Ya en su estreno en 1791 en el Theater auf der Wieden de Viena, un teatro de los suburbios de la capital austriaca cuyo dueño, Emanuel Schikaneder, era el autor del libreto (y el primer barítono que encarnó a Papageno), La flauta mágica fue un éxito. Su formato de Singspiel (ópera musicalmente más sencilla y con recitativos hablados), cantado en alemán, permitió en aquel entonces un acercamiento más natural al público sin perder un ápice de calidad. «Una opereta light elevada a su máxima expresión», apunta Ivor Bolton.

De partituras más sencillas, La flauta mágica exige de sus intérpretes más como actores que como cantantes, hecho que queda especialmente patente en este montaje en el que la compañía escénica 1927 ha participado activamente, que requiere de ellos una expresividad y conocimiento de su entorno elevados debido a que la única escenografía visible es una pantalla en la que se proyectan animaciones con las que interactúan los actores.

La ambientación de este montaje que estará entre los días 16 y 30 de enero en el Real huele a años 20. En ella se homenajea al cine mudo, el expresionismo cinematográfico y la animación de aquella época. Así, no es difícil encontrar similitudes entre Papageno y Pamina con Buster Keaton y Louise Brooks.

La simbiosis con el cine mudo es tal que los fragmentos hablados son sustituidos por rótulos proyectados sobre la pantalla, acompañados al pianoforte por Luke Green, que interpreta fragmentos de la Fantasía en Do menor de Mozart. Esta decisión, que podría parecer un simple capricho, es para Joan Matabosch, director artístico del Real, muy pertinente, una recodificación de la idea del compositor.

Masónica

Considerada la primera ópera masónica de la historia (Mozart era un declarado masón), vemos sobre las tablas la huida del oscurantismo hacia la luz. Ese oscurantismo, encarnado por la Reina de la Noche y referido a la religión y a la reina María Teresa de Austria, es una negra sombra de la que hay que escapar para llegar a la luminosidad de la Ilustración.

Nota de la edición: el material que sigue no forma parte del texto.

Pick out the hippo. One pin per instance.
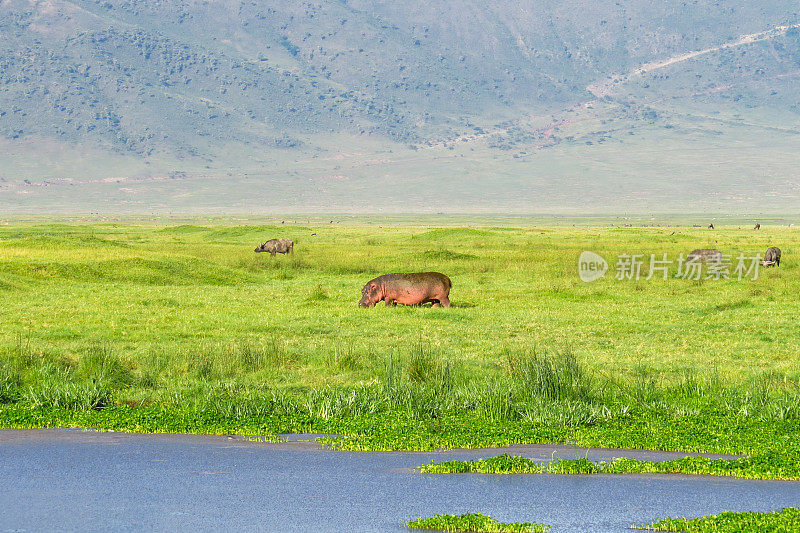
(705, 255)
(772, 257)
(408, 289)
(280, 246)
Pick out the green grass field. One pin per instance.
(184, 328)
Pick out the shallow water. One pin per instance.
(75, 480)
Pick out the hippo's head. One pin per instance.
(369, 295)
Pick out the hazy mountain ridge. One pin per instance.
(93, 89)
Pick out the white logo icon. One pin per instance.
(591, 267)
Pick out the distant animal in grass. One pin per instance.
(705, 255)
(772, 257)
(407, 289)
(277, 246)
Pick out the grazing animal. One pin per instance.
(407, 289)
(277, 246)
(705, 255)
(772, 257)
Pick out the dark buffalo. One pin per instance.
(408, 289)
(772, 257)
(277, 246)
(705, 255)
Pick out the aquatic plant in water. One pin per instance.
(474, 522)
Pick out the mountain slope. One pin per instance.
(302, 106)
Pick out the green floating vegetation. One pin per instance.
(766, 466)
(782, 521)
(474, 522)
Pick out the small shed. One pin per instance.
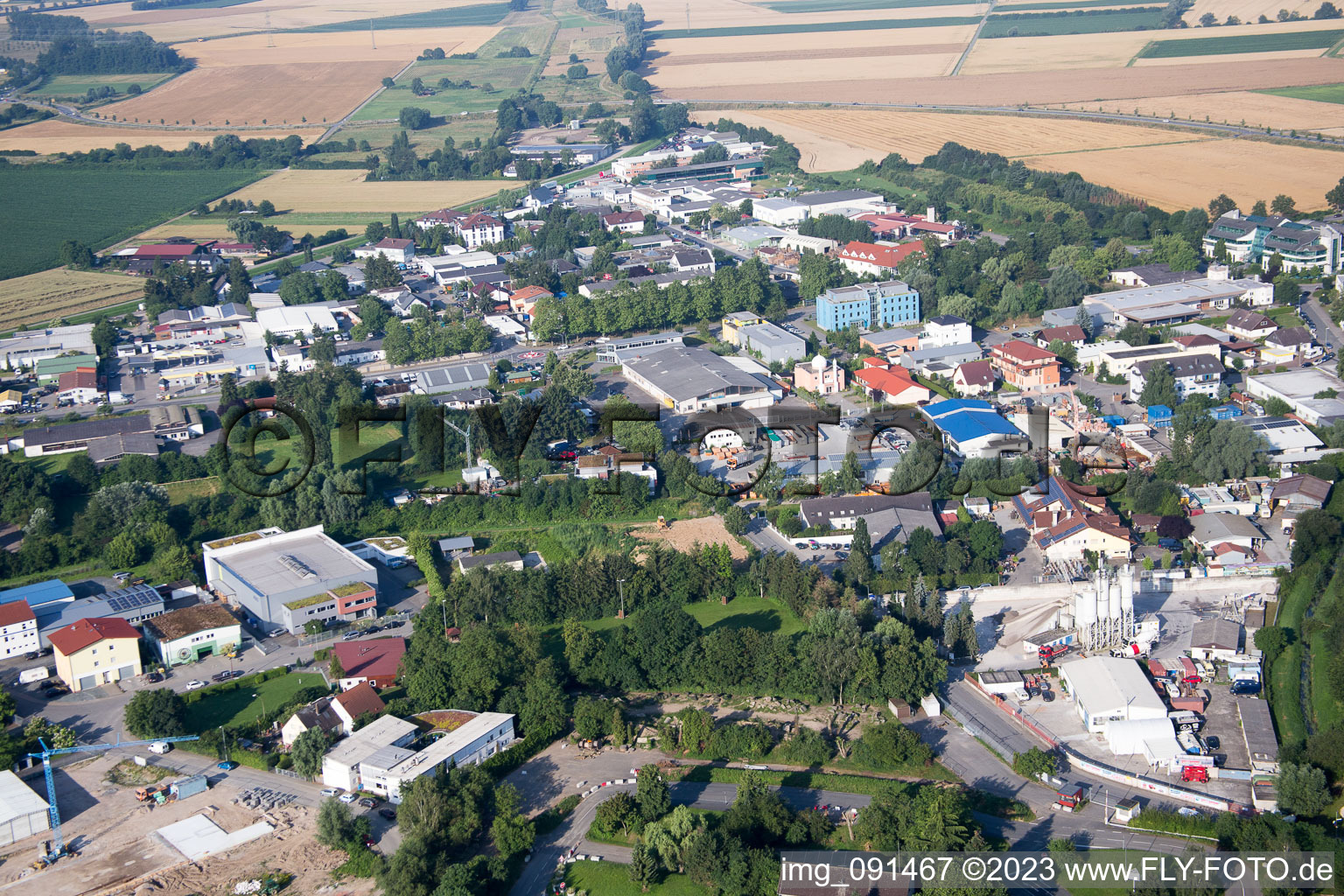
(23, 813)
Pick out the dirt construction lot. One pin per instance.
(120, 853)
(684, 535)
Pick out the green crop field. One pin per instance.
(842, 5)
(1085, 22)
(77, 87)
(1320, 93)
(503, 75)
(877, 24)
(486, 14)
(1242, 43)
(238, 705)
(113, 203)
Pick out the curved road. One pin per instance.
(1032, 836)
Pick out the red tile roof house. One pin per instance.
(1026, 366)
(375, 662)
(892, 384)
(872, 258)
(975, 378)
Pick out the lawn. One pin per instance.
(877, 24)
(113, 203)
(1241, 43)
(238, 705)
(1012, 24)
(746, 612)
(609, 878)
(486, 14)
(1320, 93)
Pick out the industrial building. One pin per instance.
(1109, 690)
(286, 579)
(22, 812)
(474, 740)
(696, 379)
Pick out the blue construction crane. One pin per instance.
(58, 845)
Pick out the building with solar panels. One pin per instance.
(288, 579)
(135, 605)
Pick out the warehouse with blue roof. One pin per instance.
(39, 594)
(973, 429)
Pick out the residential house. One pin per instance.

Pero no todo es masonería, afirma Tobias Ribitzki, realizador de la dirección de escena, que habla de cómo Mozart introdujo elementos divertidos y extraños (con toques Disney en este montaje, que llega a presentar elefantes rosas voladores) y símbolos del progreso, como maquinaria y poleas. Además, Ribitzki destaca la ambigüedad que planea sobre toda obra de Mozart, que nunca señalaba con seguridad quién era el bueno y quién el malo.

Un doble reparto coral, que incluye a 16 intérpretes españoles («que están ahí no por ser españoles, sino por ser excepcionales», recuerda Matabosch), combinará la frescura del gag con una precisión de relojería en este montaje que estará a disposición del público durante 12 únicas funciones en el Real antes de marchar a Barcelona y París.